On February first of this year — the first day of Black History Month — they met in person for the first time in the nave of the Riverside Church, on the exact spot where 50 years earlier the Rev. Dr. Martin Luther King, Jr. had delivered his “Beyond Vietnam: A Time to Break Silence” speech. 2100 audience members listened in, along with over 10,000 others streaming the event live. The evening, called “The Courage to Show Up,” addressed the emotionally charged — and necessary — question: can white and black people learn how to talk to each other in the current atmosphere of distrust? More importantly, how can we learn how to listen — really listen — to one another?
Here are a few takeaways from this remarkable evening:
• Pessimism is seductive. Online, and in real life, the easiest — and frequently, the most obvious — response to the world we now live in is cynicism. It’s not hard to look around and find cause for pessimism: there are times when it’s all we can do not to stare at the television, or our devices, with an expression of slack-jawed despair. Tearing other people down has become our default mode — whether it’s because we believe that others’ actions are evil, or perhaps just because we feel they are trying to do good ineptly. “Feeling joy,” said Brown, “demands vulnerability. Pessimism is safe.” But how brave, she asked, is it to be cynical? Is not holding joy in the face of despair an act of courage?
• People who have privilege are often blind to it. The very word “privilege” triggers defensiveness among white people — and conversations about privilege can swiftly morph into a speech about striving and hard work, about how, in the words of Richard Nixon, “I worked for every penny I’ve got.” White people discount the role that whiteness may have played in their success. It is deeply awkward to admit that one’s own hard work — as noble or innovative as it may have been — was not the only element in one’s success story. But how do we get people to see a thing that is invisible to them? How do we get people to participate in a process that can feel like an invitation to shame?
• Shame and guilt are different things. Guilt means “I did something bad.” Shame means “I am something bad.” When confronted with evidence of racism’s pervasion, white people are swift to note that they themselves, for instance, never owned any slaves, seeing this as proof that, as our President claims, “I am the least racist person you will ever meet.”
But white people can (and must) accept their complicity in the system of injustice that slavery engendered. And we can (and must) also understand that we can work to undo that injustice. White America may be guilty of the original sin of slavery, but the proper response to this legacy is not shame, but engagement, and work, and a dedication to creating change.
• The antidote to shame is empathy. When people — white and black — speak of their pain or struggle, the proper response is to listen respectfully. “We need to ask better questions,” Brown said, “and to spend more time listening than talking.” This, instead of swiftly reacting with dismissal, or argument, or defensiveness.
• And finally, shame is not a tool for justice.
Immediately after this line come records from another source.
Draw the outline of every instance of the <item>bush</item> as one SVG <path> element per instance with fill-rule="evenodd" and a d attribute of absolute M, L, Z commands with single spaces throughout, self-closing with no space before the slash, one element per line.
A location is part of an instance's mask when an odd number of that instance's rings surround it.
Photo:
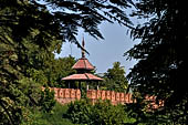
<path fill-rule="evenodd" d="M 76 101 L 69 105 L 66 114 L 75 124 L 122 125 L 135 121 L 127 116 L 123 105 L 114 106 L 104 101 L 98 101 L 95 105 L 88 100 Z"/>

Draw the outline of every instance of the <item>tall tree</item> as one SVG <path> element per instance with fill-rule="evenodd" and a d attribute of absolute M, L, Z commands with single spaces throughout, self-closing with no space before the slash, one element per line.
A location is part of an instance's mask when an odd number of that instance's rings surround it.
<path fill-rule="evenodd" d="M 102 39 L 103 21 L 129 27 L 127 7 L 125 0 L 0 0 L 0 124 L 20 124 L 27 106 L 38 105 L 44 62 L 64 41 L 81 48 L 79 28 Z"/>
<path fill-rule="evenodd" d="M 135 91 L 165 101 L 175 124 L 188 121 L 186 86 L 188 8 L 185 1 L 139 0 L 133 15 L 148 21 L 132 31 L 142 42 L 130 49 L 129 58 L 139 60 L 128 74 Z"/>

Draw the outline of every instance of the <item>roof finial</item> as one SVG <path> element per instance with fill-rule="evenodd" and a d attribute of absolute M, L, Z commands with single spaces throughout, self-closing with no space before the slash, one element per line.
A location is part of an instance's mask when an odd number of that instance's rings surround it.
<path fill-rule="evenodd" d="M 82 40 L 82 58 L 85 58 L 85 41 L 84 41 L 84 37 L 83 37 L 83 40 Z"/>

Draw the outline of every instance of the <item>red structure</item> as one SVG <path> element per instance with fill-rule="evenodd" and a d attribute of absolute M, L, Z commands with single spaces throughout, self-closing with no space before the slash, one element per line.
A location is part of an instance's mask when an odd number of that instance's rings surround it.
<path fill-rule="evenodd" d="M 88 62 L 88 60 L 85 58 L 85 50 L 84 50 L 84 39 L 82 41 L 82 58 L 72 66 L 72 69 L 76 70 L 77 74 L 72 74 L 70 76 L 63 77 L 63 81 L 70 82 L 79 81 L 86 82 L 87 90 L 88 90 L 88 82 L 98 82 L 103 81 L 103 79 L 94 75 L 91 73 L 95 67 Z M 97 86 L 98 87 L 98 86 Z"/>

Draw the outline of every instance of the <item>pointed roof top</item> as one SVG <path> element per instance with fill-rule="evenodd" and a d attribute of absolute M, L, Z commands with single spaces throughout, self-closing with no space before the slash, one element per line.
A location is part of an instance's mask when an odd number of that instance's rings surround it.
<path fill-rule="evenodd" d="M 73 66 L 74 70 L 94 70 L 95 67 L 88 62 L 87 59 L 82 58 L 80 59 Z"/>
<path fill-rule="evenodd" d="M 84 38 L 82 40 L 82 58 L 72 66 L 74 70 L 88 70 L 92 71 L 95 67 L 88 62 L 88 60 L 85 58 L 85 41 Z"/>

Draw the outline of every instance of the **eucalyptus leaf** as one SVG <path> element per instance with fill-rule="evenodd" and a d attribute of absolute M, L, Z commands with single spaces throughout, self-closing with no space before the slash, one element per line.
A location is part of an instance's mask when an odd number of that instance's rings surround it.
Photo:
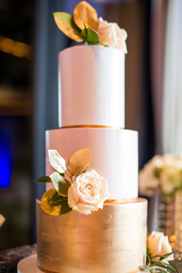
<path fill-rule="evenodd" d="M 66 167 L 64 158 L 56 150 L 48 150 L 48 152 L 49 161 L 53 170 L 58 173 L 65 173 Z"/>
<path fill-rule="evenodd" d="M 43 182 L 45 183 L 52 183 L 52 180 L 49 176 L 42 176 L 36 180 L 34 180 L 35 182 Z"/>
<path fill-rule="evenodd" d="M 68 197 L 65 196 L 62 196 L 61 195 L 58 194 L 56 191 L 52 196 L 52 198 L 49 204 L 49 205 L 51 205 L 55 203 L 57 203 L 58 202 L 59 202 L 59 203 L 61 203 L 63 201 L 65 200 L 67 200 L 67 201 Z"/>
<path fill-rule="evenodd" d="M 148 269 L 149 267 L 148 266 L 146 266 L 145 265 L 140 265 L 140 268 L 143 269 Z"/>
<path fill-rule="evenodd" d="M 86 1 L 82 1 L 76 6 L 73 12 L 73 19 L 81 29 L 84 28 L 83 19 L 87 29 L 96 30 L 99 25 L 97 14 L 95 8 Z"/>
<path fill-rule="evenodd" d="M 175 272 L 176 272 L 176 273 L 177 273 L 176 268 L 175 268 L 172 265 L 170 265 L 170 264 L 167 264 L 166 265 L 167 267 L 171 268 L 171 269 L 172 269 Z"/>
<path fill-rule="evenodd" d="M 87 170 L 87 168 L 88 167 L 89 167 L 88 166 L 87 166 L 87 167 L 86 167 L 86 169 L 85 169 L 85 170 L 84 171 L 84 172 L 83 172 L 82 173 L 82 174 L 84 174 L 84 173 L 85 173 L 85 172 L 86 172 L 86 170 Z"/>
<path fill-rule="evenodd" d="M 65 179 L 57 172 L 52 174 L 50 177 L 57 192 L 62 196 L 67 196 L 68 189 L 71 187 L 69 181 Z"/>
<path fill-rule="evenodd" d="M 54 12 L 53 15 L 58 27 L 65 35 L 77 42 L 84 42 L 80 35 L 81 30 L 75 24 L 72 15 L 63 12 Z"/>
<path fill-rule="evenodd" d="M 85 39 L 85 42 L 87 42 L 88 45 L 99 46 L 100 44 L 99 34 L 93 29 L 83 29 L 82 30 L 81 35 Z"/>
<path fill-rule="evenodd" d="M 79 175 L 85 170 L 91 160 L 89 147 L 77 151 L 71 156 L 68 160 L 68 170 L 69 173 L 71 175 Z"/>

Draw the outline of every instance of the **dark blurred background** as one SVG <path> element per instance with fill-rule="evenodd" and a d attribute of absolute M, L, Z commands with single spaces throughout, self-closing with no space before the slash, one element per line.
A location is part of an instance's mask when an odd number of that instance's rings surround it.
<path fill-rule="evenodd" d="M 52 13 L 72 14 L 77 0 L 0 1 L 0 250 L 35 242 L 34 200 L 44 185 L 44 132 L 58 128 L 57 57 L 74 42 Z M 139 133 L 139 167 L 154 154 L 150 0 L 88 2 L 125 29 L 126 129 Z M 167 1 L 166 1 L 167 2 Z M 150 52 L 151 53 L 151 52 Z"/>

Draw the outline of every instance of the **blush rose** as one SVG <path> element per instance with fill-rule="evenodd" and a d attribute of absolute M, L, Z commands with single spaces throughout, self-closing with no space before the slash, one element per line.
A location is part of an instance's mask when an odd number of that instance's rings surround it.
<path fill-rule="evenodd" d="M 127 33 L 123 29 L 120 29 L 116 23 L 108 23 L 100 17 L 96 31 L 99 35 L 101 45 L 118 48 L 125 54 L 127 53 L 125 41 L 127 38 Z"/>
<path fill-rule="evenodd" d="M 162 256 L 172 252 L 172 248 L 169 242 L 167 236 L 165 236 L 163 232 L 153 231 L 149 236 L 147 240 L 147 248 L 151 257 L 157 255 Z M 174 255 L 171 254 L 167 257 L 163 261 L 174 260 Z M 158 261 L 159 257 L 152 259 L 153 261 Z"/>
<path fill-rule="evenodd" d="M 68 189 L 69 207 L 87 215 L 91 211 L 102 209 L 109 197 L 107 180 L 94 170 L 79 175 Z"/>

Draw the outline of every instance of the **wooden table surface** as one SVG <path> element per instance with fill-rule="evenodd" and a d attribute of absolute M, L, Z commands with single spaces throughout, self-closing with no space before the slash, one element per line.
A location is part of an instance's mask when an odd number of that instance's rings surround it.
<path fill-rule="evenodd" d="M 23 258 L 36 254 L 36 244 L 28 245 L 0 251 L 0 273 L 17 273 L 19 261 Z M 170 263 L 176 268 L 177 273 L 182 273 L 182 253 L 176 252 L 175 259 Z M 171 271 L 171 273 L 174 272 Z"/>

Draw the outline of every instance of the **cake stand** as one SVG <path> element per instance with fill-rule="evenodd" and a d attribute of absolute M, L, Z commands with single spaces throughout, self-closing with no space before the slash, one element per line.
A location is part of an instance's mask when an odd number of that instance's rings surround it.
<path fill-rule="evenodd" d="M 17 265 L 17 273 L 44 273 L 37 267 L 37 254 L 31 255 L 22 259 Z M 137 271 L 135 271 L 134 273 L 141 273 L 141 272 L 139 270 Z"/>
<path fill-rule="evenodd" d="M 37 267 L 37 254 L 22 259 L 17 265 L 17 273 L 44 273 Z"/>

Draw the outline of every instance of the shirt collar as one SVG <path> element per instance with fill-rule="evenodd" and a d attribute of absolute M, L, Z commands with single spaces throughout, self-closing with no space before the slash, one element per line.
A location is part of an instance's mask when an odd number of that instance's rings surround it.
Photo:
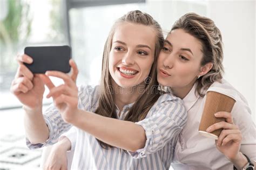
<path fill-rule="evenodd" d="M 190 92 L 183 100 L 183 102 L 184 102 L 184 105 L 187 111 L 188 111 L 200 97 L 196 90 L 197 86 L 197 83 L 195 83 L 191 90 L 190 90 Z M 196 95 L 196 94 L 197 95 Z"/>

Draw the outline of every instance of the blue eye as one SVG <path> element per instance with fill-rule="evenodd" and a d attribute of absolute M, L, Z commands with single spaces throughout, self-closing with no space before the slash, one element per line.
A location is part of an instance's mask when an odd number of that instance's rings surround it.
<path fill-rule="evenodd" d="M 121 47 L 116 47 L 114 49 L 116 49 L 116 51 L 124 51 L 123 48 Z"/>
<path fill-rule="evenodd" d="M 163 51 L 165 52 L 171 52 L 171 50 L 169 49 L 168 48 L 164 46 L 163 48 L 162 48 L 162 50 Z"/>
<path fill-rule="evenodd" d="M 139 51 L 138 52 L 138 54 L 139 55 L 147 55 L 147 53 L 146 53 L 145 52 L 144 52 L 143 51 Z"/>
<path fill-rule="evenodd" d="M 180 55 L 179 56 L 179 58 L 180 59 L 181 59 L 182 60 L 184 60 L 184 61 L 188 61 L 189 60 L 188 59 L 187 59 L 186 58 L 185 58 L 185 56 L 184 56 L 183 55 Z"/>

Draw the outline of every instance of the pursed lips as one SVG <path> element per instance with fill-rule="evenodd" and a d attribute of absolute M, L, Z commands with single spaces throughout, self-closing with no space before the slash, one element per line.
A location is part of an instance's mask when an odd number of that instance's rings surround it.
<path fill-rule="evenodd" d="M 168 75 L 169 76 L 171 76 L 171 74 L 170 74 L 169 73 L 168 73 L 167 72 L 164 70 L 163 69 L 160 69 L 159 70 L 160 70 L 160 72 L 162 72 L 164 73 L 164 74 L 167 74 L 167 75 Z"/>

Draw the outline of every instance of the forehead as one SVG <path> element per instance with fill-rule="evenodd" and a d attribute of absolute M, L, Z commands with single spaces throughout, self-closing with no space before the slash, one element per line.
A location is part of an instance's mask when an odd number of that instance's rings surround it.
<path fill-rule="evenodd" d="M 173 48 L 190 48 L 193 53 L 201 53 L 201 42 L 182 29 L 174 30 L 166 37 Z"/>
<path fill-rule="evenodd" d="M 156 34 L 151 26 L 124 22 L 117 25 L 112 41 L 119 40 L 127 45 L 147 45 L 154 49 Z"/>

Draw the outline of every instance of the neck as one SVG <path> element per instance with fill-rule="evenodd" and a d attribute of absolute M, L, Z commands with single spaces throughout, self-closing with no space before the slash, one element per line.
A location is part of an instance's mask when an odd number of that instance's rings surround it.
<path fill-rule="evenodd" d="M 114 88 L 114 101 L 120 110 L 125 105 L 134 102 L 142 93 L 141 84 L 129 88 L 119 86 L 114 82 L 112 82 L 112 84 Z"/>
<path fill-rule="evenodd" d="M 187 95 L 190 90 L 191 90 L 195 82 L 196 81 L 192 81 L 188 84 L 183 87 L 172 87 L 171 88 L 172 91 L 174 95 L 183 99 Z"/>

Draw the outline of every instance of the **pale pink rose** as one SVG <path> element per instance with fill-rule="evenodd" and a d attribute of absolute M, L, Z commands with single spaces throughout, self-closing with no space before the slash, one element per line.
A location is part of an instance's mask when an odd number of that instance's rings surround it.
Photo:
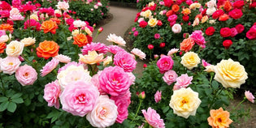
<path fill-rule="evenodd" d="M 172 69 L 173 63 L 174 62 L 170 56 L 163 55 L 158 61 L 157 66 L 159 68 L 160 73 L 163 74 L 166 71 Z"/>
<path fill-rule="evenodd" d="M 18 68 L 15 78 L 22 85 L 32 85 L 37 79 L 37 73 L 31 66 L 24 65 Z"/>
<path fill-rule="evenodd" d="M 145 59 L 145 53 L 143 53 L 141 49 L 134 48 L 131 51 L 132 53 L 140 58 L 140 59 Z"/>
<path fill-rule="evenodd" d="M 173 48 L 168 52 L 167 55 L 172 57 L 172 54 L 178 53 L 178 51 L 179 49 Z"/>
<path fill-rule="evenodd" d="M 85 81 L 71 83 L 59 96 L 63 109 L 80 117 L 93 110 L 98 97 L 97 87 Z"/>
<path fill-rule="evenodd" d="M 48 62 L 45 66 L 42 67 L 41 71 L 41 76 L 44 77 L 49 73 L 50 73 L 56 66 L 59 65 L 59 60 L 57 58 L 53 58 L 53 59 Z"/>
<path fill-rule="evenodd" d="M 63 54 L 58 54 L 57 56 L 54 57 L 54 58 L 56 58 L 60 62 L 63 63 L 68 63 L 71 62 L 71 58 L 63 55 Z"/>
<path fill-rule="evenodd" d="M 128 108 L 131 103 L 131 92 L 128 91 L 127 93 L 122 96 L 111 96 L 111 99 L 115 100 L 115 104 L 117 106 L 118 115 L 116 122 L 123 123 L 128 116 Z"/>
<path fill-rule="evenodd" d="M 0 69 L 1 70 L 8 75 L 12 75 L 19 68 L 21 62 L 16 57 L 7 57 L 1 61 Z"/>
<path fill-rule="evenodd" d="M 163 120 L 161 119 L 161 117 L 157 112 L 151 109 L 148 108 L 148 110 L 145 109 L 141 110 L 144 115 L 145 121 L 154 128 L 164 128 L 165 124 Z"/>
<path fill-rule="evenodd" d="M 87 44 L 81 49 L 82 54 L 88 54 L 88 51 L 96 51 L 98 53 L 106 53 L 107 46 L 102 43 L 93 43 Z"/>
<path fill-rule="evenodd" d="M 58 80 L 45 86 L 44 99 L 48 102 L 49 107 L 54 106 L 56 109 L 59 108 L 59 96 L 60 92 L 61 90 Z"/>
<path fill-rule="evenodd" d="M 154 101 L 156 103 L 158 103 L 161 100 L 162 98 L 162 91 L 157 91 L 154 94 Z"/>
<path fill-rule="evenodd" d="M 211 64 L 208 63 L 207 62 L 206 62 L 206 60 L 204 60 L 204 59 L 202 60 L 202 64 L 204 67 L 206 67 L 207 66 L 211 65 Z"/>
<path fill-rule="evenodd" d="M 105 68 L 98 79 L 102 90 L 113 96 L 125 94 L 132 84 L 128 75 L 119 66 Z"/>
<path fill-rule="evenodd" d="M 136 60 L 127 52 L 118 52 L 114 56 L 114 65 L 122 67 L 126 72 L 132 72 L 137 65 Z"/>
<path fill-rule="evenodd" d="M 189 76 L 187 74 L 181 75 L 176 79 L 176 83 L 174 84 L 172 90 L 179 90 L 181 87 L 187 87 L 191 84 L 193 80 L 193 76 Z"/>
<path fill-rule="evenodd" d="M 100 96 L 93 109 L 86 115 L 86 119 L 94 127 L 108 127 L 115 122 L 117 114 L 115 101 L 106 95 Z"/>
<path fill-rule="evenodd" d="M 249 91 L 245 91 L 245 96 L 248 100 L 249 100 L 252 103 L 254 103 L 255 97 L 254 96 L 254 95 L 251 92 L 249 92 Z"/>
<path fill-rule="evenodd" d="M 182 30 L 181 25 L 179 23 L 175 23 L 172 27 L 171 27 L 171 31 L 174 33 L 180 33 Z"/>
<path fill-rule="evenodd" d="M 172 83 L 176 81 L 177 77 L 178 75 L 174 70 L 170 70 L 164 73 L 163 79 L 168 85 L 171 85 Z"/>
<path fill-rule="evenodd" d="M 122 49 L 121 47 L 119 47 L 117 45 L 109 45 L 107 47 L 107 51 L 113 53 L 113 54 L 116 54 L 118 52 L 125 52 L 125 50 L 124 49 Z"/>

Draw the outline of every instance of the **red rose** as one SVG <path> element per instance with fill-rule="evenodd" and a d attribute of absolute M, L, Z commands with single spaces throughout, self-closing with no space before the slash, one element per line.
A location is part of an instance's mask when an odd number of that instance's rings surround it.
<path fill-rule="evenodd" d="M 215 33 L 215 28 L 211 26 L 211 27 L 209 27 L 209 28 L 206 30 L 206 34 L 207 36 L 211 36 L 211 35 L 213 35 L 213 34 Z"/>
<path fill-rule="evenodd" d="M 225 47 L 225 49 L 228 49 L 232 45 L 232 42 L 231 40 L 225 40 L 222 45 Z"/>
<path fill-rule="evenodd" d="M 237 24 L 235 28 L 238 33 L 241 33 L 245 30 L 245 27 L 242 24 Z"/>
<path fill-rule="evenodd" d="M 160 43 L 159 46 L 160 46 L 160 48 L 165 47 L 165 43 Z"/>
<path fill-rule="evenodd" d="M 154 45 L 149 45 L 148 48 L 149 48 L 149 49 L 154 49 Z"/>
<path fill-rule="evenodd" d="M 236 1 L 233 3 L 233 7 L 241 9 L 244 6 L 244 5 L 245 5 L 244 1 Z"/>
<path fill-rule="evenodd" d="M 170 7 L 171 4 L 173 3 L 172 0 L 163 0 L 164 2 L 164 6 Z"/>
<path fill-rule="evenodd" d="M 235 19 L 237 19 L 243 15 L 243 12 L 240 9 L 234 9 L 229 11 L 228 15 Z"/>
<path fill-rule="evenodd" d="M 228 37 L 231 36 L 231 29 L 229 28 L 223 28 L 220 29 L 220 36 L 223 37 Z"/>
<path fill-rule="evenodd" d="M 147 25 L 148 25 L 148 23 L 144 20 L 140 22 L 140 27 L 142 28 L 145 28 Z"/>
<path fill-rule="evenodd" d="M 223 10 L 218 10 L 216 11 L 215 12 L 214 12 L 212 14 L 212 18 L 216 19 L 218 19 L 220 15 L 223 15 L 224 14 L 224 11 Z"/>
<path fill-rule="evenodd" d="M 183 15 L 182 19 L 184 22 L 188 22 L 189 20 L 189 15 Z"/>

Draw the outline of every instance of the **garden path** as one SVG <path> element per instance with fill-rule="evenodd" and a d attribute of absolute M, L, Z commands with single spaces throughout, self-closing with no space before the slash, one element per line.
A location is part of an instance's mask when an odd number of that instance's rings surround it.
<path fill-rule="evenodd" d="M 107 36 L 110 33 L 115 33 L 116 36 L 120 36 L 124 38 L 125 32 L 131 27 L 134 22 L 135 16 L 137 13 L 137 9 L 127 8 L 121 6 L 109 6 L 110 13 L 113 15 L 113 19 L 108 23 L 102 26 L 98 26 L 103 28 L 103 32 L 98 35 L 94 42 L 104 43 L 106 45 L 111 45 L 111 43 L 106 41 Z M 93 36 L 97 34 L 97 29 L 93 32 Z M 135 75 L 141 76 L 143 70 L 144 62 L 141 60 L 137 60 L 137 68 L 133 71 Z"/>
The rage that so many of us — black and white — feel right now is a great catalyst for change, but, as Brown said, “it makes for a lousy life companion.” But the opposite of rage — joy — is hard to sustain, not only because the world around us is so abundant with injustice, but also because to be joyful means, in the same moment, to fear its loss. “We’re fighting not only for the absence of oppression,” Mckesson observed, “but also for the presence of justice and joy.”
The conversation, originally slated for an hour and a half, went on for nearly two — and even after the event, there were Mckesson and Brown still on stage talking quietly to each other. It struck me, as I headed out into the cold night, how incredibly thirsty we are for these conversations, how terribly frustrated we are that we have lost our ability to understand one another.
But we can do it. How? By acknowledging privilege; by finding the courage to express our joy, in all its vulnerability; and by cultivating the skill to listen with the same passion with which we hope to be heard.